Surely. Some parents each year challenge our decisions on the basis that we admitted a student with a weaker academic and/or test record than their student.
First of all, it is not valid to simply compare one applicant against another as we do look at each student in the larger context of a total applicant pool.
Secondly, a parent is not privy to important input we receive via recommendations and interviews.
Thirdly, a parent also lacks the perspective gained by knowing the full characteristics of other students admitted and the composition of our present student body.

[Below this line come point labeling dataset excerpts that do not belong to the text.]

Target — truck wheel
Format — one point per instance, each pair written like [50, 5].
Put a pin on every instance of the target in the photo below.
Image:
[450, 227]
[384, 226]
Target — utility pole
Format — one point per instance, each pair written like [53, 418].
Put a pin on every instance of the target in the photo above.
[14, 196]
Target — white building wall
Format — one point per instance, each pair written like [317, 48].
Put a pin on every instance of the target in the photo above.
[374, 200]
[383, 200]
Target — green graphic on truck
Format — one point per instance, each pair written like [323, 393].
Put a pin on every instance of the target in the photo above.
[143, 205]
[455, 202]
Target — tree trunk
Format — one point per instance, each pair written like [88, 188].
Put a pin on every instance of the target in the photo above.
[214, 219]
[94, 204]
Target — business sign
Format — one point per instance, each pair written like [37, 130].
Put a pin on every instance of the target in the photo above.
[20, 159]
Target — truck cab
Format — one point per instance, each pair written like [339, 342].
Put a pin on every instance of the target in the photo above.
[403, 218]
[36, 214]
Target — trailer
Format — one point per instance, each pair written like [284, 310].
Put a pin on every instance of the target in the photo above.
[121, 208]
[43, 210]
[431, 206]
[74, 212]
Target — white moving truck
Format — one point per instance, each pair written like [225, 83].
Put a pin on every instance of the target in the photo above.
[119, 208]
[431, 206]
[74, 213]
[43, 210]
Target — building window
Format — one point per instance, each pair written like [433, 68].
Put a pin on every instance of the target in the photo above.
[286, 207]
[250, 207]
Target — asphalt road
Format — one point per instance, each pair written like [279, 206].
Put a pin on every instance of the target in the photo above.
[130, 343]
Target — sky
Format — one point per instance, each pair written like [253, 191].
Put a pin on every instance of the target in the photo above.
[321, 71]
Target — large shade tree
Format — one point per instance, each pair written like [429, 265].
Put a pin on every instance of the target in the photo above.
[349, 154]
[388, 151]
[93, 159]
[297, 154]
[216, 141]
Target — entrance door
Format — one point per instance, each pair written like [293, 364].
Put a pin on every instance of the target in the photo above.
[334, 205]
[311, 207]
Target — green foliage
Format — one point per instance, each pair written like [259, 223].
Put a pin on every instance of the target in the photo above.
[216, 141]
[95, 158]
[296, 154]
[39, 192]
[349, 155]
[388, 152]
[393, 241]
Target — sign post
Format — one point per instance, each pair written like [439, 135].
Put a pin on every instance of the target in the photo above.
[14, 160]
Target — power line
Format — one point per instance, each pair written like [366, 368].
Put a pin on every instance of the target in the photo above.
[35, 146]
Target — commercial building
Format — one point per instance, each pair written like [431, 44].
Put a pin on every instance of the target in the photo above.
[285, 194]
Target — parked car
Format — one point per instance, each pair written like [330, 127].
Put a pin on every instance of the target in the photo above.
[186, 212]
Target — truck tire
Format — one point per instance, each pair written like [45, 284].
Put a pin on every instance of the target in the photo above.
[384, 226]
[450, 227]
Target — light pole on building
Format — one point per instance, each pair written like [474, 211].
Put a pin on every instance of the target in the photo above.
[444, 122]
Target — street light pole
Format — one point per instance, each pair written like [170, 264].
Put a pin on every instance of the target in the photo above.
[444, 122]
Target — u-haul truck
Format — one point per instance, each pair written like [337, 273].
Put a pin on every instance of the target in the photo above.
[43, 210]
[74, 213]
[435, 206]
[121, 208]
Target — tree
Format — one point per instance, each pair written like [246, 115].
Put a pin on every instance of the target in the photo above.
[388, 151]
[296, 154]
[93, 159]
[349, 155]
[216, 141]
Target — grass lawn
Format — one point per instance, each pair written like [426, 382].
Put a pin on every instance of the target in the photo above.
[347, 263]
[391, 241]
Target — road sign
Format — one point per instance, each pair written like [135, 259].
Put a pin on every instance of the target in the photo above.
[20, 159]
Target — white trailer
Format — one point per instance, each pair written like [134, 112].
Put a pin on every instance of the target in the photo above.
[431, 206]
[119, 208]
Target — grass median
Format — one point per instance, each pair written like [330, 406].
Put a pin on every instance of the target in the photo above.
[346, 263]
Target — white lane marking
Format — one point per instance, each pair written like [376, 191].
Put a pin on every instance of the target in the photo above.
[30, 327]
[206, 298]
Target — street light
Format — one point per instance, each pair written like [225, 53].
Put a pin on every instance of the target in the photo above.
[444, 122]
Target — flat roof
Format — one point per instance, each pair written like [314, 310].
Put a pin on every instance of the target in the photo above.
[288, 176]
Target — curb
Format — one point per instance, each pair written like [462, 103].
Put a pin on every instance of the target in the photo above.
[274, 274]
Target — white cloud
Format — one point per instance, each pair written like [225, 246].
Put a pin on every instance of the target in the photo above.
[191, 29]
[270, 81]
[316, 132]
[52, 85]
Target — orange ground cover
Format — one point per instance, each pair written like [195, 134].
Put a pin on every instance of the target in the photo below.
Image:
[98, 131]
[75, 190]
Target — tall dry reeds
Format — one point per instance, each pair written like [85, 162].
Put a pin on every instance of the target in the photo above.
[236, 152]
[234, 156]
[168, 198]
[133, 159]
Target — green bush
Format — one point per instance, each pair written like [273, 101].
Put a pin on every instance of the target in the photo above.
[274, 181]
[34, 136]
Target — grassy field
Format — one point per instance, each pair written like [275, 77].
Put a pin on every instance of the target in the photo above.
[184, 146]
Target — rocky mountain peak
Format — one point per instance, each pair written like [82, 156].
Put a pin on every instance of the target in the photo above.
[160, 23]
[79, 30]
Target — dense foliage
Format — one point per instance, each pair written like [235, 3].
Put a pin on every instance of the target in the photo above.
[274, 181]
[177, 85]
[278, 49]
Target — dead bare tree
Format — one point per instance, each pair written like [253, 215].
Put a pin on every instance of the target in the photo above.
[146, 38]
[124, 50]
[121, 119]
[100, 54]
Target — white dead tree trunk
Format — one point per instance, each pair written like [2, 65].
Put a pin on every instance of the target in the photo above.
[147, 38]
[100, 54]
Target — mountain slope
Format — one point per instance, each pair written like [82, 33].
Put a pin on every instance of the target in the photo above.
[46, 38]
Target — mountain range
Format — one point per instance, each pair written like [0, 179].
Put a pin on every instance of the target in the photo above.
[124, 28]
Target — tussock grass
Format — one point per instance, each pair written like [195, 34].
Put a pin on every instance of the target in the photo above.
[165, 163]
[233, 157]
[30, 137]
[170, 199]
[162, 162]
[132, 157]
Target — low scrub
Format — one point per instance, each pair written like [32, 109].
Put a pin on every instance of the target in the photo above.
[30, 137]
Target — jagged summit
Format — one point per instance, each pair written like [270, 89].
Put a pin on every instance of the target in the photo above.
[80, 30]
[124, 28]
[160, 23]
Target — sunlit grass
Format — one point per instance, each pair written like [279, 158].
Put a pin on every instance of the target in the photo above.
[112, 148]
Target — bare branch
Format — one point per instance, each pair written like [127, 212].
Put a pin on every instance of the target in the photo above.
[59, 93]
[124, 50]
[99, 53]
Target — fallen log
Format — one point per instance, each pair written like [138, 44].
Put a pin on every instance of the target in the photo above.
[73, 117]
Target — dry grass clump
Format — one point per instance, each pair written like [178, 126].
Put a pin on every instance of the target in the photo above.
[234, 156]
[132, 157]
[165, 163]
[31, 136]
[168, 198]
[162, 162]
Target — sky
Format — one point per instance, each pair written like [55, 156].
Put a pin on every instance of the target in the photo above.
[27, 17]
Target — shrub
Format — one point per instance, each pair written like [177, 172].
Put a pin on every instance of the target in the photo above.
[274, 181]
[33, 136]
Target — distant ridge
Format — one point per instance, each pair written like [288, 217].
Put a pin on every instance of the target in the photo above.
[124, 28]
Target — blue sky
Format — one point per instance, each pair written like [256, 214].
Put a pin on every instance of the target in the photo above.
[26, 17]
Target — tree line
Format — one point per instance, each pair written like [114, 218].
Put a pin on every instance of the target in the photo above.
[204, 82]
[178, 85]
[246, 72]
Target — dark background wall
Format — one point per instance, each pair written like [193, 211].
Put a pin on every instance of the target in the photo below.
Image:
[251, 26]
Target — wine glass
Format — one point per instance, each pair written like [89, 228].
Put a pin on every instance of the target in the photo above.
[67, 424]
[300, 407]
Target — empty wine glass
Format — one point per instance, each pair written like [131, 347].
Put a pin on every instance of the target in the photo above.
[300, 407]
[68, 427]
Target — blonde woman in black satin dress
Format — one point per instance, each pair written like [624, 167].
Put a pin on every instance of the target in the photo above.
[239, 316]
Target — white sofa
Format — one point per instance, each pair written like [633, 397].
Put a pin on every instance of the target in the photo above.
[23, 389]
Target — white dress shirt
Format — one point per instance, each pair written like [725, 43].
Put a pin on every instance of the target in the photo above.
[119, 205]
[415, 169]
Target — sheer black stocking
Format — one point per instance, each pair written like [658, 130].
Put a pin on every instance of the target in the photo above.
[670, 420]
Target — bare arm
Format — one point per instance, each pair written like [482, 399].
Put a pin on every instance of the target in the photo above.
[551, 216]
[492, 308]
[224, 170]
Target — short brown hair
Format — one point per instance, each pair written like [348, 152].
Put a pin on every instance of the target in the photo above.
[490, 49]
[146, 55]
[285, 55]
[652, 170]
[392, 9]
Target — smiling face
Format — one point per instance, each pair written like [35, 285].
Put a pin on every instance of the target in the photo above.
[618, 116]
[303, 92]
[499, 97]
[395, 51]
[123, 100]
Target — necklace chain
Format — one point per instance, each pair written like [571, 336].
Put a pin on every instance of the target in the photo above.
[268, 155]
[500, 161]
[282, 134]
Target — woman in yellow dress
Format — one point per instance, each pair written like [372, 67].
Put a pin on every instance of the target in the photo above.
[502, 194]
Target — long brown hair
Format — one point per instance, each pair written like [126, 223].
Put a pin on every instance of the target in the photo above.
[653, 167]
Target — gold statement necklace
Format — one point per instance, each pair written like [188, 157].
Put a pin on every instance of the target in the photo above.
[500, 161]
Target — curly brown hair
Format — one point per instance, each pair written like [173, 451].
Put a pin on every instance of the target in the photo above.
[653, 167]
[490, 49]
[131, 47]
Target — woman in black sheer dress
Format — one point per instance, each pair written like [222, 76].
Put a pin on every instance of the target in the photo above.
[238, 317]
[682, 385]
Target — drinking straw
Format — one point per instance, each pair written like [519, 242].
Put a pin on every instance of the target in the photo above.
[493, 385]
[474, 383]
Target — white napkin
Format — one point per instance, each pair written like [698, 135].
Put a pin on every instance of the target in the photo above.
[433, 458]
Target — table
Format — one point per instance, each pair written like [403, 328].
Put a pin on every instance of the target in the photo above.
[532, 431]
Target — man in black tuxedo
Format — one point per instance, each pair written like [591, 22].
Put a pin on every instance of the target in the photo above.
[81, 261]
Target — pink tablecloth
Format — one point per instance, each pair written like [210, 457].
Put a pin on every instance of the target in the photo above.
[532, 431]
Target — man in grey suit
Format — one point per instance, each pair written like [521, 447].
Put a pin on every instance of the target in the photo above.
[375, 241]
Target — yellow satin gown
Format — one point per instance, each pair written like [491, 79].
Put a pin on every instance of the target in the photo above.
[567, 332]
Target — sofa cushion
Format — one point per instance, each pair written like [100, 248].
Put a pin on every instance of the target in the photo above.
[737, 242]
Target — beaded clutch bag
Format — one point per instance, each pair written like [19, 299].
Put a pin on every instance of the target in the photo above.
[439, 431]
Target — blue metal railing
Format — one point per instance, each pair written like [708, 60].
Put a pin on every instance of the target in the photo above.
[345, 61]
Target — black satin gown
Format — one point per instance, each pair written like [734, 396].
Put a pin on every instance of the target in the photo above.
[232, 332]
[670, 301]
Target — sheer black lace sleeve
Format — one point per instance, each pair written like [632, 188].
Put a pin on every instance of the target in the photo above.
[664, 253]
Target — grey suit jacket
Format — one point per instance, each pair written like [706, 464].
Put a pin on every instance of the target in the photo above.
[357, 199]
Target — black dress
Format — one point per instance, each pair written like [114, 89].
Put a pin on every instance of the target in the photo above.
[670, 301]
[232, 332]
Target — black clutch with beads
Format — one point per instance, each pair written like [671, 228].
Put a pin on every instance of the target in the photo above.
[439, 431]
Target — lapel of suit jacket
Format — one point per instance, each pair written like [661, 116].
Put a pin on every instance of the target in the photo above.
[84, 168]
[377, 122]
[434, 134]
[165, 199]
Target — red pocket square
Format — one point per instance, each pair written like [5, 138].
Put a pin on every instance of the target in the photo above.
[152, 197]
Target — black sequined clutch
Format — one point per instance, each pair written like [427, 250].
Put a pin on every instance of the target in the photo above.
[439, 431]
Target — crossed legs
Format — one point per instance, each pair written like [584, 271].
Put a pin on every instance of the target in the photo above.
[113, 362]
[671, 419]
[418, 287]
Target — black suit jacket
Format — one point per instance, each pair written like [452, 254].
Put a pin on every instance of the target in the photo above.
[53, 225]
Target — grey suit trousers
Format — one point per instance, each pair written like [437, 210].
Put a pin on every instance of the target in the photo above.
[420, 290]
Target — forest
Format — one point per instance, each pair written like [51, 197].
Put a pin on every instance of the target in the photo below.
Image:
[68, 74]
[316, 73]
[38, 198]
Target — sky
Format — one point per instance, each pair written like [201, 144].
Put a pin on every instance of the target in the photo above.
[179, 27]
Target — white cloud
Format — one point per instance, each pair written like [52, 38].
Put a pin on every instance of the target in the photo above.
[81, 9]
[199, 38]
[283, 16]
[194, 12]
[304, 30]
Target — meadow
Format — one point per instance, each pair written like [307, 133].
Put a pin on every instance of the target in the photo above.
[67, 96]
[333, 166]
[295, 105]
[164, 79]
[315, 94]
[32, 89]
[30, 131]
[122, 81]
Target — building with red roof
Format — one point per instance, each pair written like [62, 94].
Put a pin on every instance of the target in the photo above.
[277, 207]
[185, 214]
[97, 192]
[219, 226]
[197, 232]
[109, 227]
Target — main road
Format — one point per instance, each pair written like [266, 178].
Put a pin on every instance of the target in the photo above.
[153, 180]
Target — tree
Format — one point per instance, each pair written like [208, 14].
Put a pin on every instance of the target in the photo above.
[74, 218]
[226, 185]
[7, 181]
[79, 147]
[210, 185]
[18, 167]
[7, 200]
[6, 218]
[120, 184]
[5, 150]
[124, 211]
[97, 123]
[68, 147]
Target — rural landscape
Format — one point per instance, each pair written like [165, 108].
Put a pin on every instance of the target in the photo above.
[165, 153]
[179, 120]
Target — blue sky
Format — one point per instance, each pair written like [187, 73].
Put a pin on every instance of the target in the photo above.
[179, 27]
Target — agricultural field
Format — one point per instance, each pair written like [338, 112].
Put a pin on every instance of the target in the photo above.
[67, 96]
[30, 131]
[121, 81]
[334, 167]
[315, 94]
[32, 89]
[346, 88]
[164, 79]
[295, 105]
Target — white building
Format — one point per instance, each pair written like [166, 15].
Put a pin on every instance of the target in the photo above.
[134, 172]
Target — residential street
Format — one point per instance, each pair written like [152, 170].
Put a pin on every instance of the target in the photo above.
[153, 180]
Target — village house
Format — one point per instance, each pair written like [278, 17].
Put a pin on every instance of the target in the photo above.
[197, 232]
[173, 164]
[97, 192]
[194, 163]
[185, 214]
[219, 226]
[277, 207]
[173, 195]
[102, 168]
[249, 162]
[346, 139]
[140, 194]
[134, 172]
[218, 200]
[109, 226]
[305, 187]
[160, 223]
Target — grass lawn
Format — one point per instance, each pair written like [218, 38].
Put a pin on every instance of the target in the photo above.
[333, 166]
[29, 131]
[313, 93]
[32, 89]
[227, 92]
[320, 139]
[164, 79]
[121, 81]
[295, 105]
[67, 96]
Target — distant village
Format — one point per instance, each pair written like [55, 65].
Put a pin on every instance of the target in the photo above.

We do reward achievement, but we also realize the limitations we face in dealing with such young students. Thus, we do take some "risks," believing that certain students will blossom at our school and realize their abundant potential. But, rest assured that we do spend a lot of time in our deliberations as we try to be as thorough and fair as possible in bringing together a diverse and able student body each year.
The ISEE (a standard admissions test)
a.) How important is it?
ISEE results are a factor yet not the determining one. We have no cutoffs or minimums. We realize that, inherent to any test of this kind, there are certain limitations as any standardized test fails to measure a student’s motivation, creativity, research ability, and character. But the ISEE does provide us with a common denominator, given that students apply from such a wide variety of schools and thus have somewhat different educational backgrounds. Test results are most helpful at the extremes, as we are impressed by high scores and perhaps a bit leery of low scores, yet the majority of our applicants fall into what is a wide middle range. In cases where we are familiar with a student’s school, where the student has performed well in a solid academic program, and where the recommendations are quite positive and insightful, less importance is placed on the ISEE. Likewise, in cases where we are unfamiliar with a student’s school or program, when a school does not grade and provides us with only sketchy recommendations, more weight must be given to these results.
Can the student take the ISEE more than once?
No. The participating schools, in adopting a common admissions program, established testing dates on several Saturdays within a three-month period to discourage students from taking the exam more than once. Only under very special circumstances, such as a sudden illness, would a request for an additional sitting be considered.
Do you recommend test preparation courses?
No, we do not. There has been much debate over the value of test preparation courses. The central question remains whether short-term coaching can improve a student’s performance on what is supposed to be a test of a student’s aptitude to learn. The ISEE, in terms of format and concepts tested, should be similar to the tests that students take annually at their current elementary or middle schools. Test preparation courses can lead to increased pressure by making the test appear, in the eyes of an already nervous young student, like the one all-important factor.